その後、1968年に構造化プログラミングをアーキテクチャレベルでサポートした近代型、SETUN-70が開発された。


The European Virtual Computer Museum

ウクライナのサイト。ウクライナのキエフはモスクワと並んで、旧ソ連のコンピュータ開発の中心であった。旧ソ連最初のコンピュータMESMはキエフで開発されたのである。

ウクライナのコンピュータ開発の歴史を紐解くのに最適。英語、ロシア語、ウクライナ語に対応。



人間に固有番号を割り当てる -2004年6月28日(月)21時24分


いわゆる総背番号制とかいうものを、ちょっと考えてみる。


所詮、名前もコードである。

現在、個人を特定する為に、様々なコードが用いられている。基本は名前、姓と名による単純な構造化データである。
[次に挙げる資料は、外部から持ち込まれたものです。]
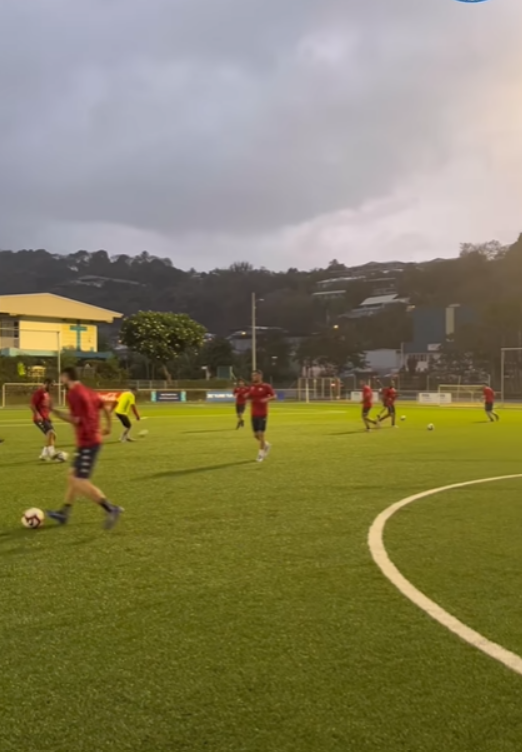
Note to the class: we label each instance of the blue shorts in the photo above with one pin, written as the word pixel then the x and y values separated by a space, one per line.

問題点は、これだけでは例えば日本人の中からその個人を特定する事ができない、という点である。名はかなり多様な命名が可能で、同姓同名の衝突は思ったよりも少ないが、それでも問題になる程度には存在する。そもそも衝突回避機構が備わっていない。

従って名前は普通、ある程度の集団の中で、ローカルに使用される。更にローカルになると姓だけ、もしくは名だけが使用される。こういう短縮名称をサポートする点で、構造化データは利便性を持つ。


近代以前の日本では、名と土地の組み合わせによって、大抵の日本人が明瞭に個人特定可能だった。何々の国の何々村の何某、だったのである。

封建社会では人間の土地からの移動は少なく、これで問題は無かった。土地の名称については古くから階層構造化されており、国土の大半が特定可能であったことが大きい。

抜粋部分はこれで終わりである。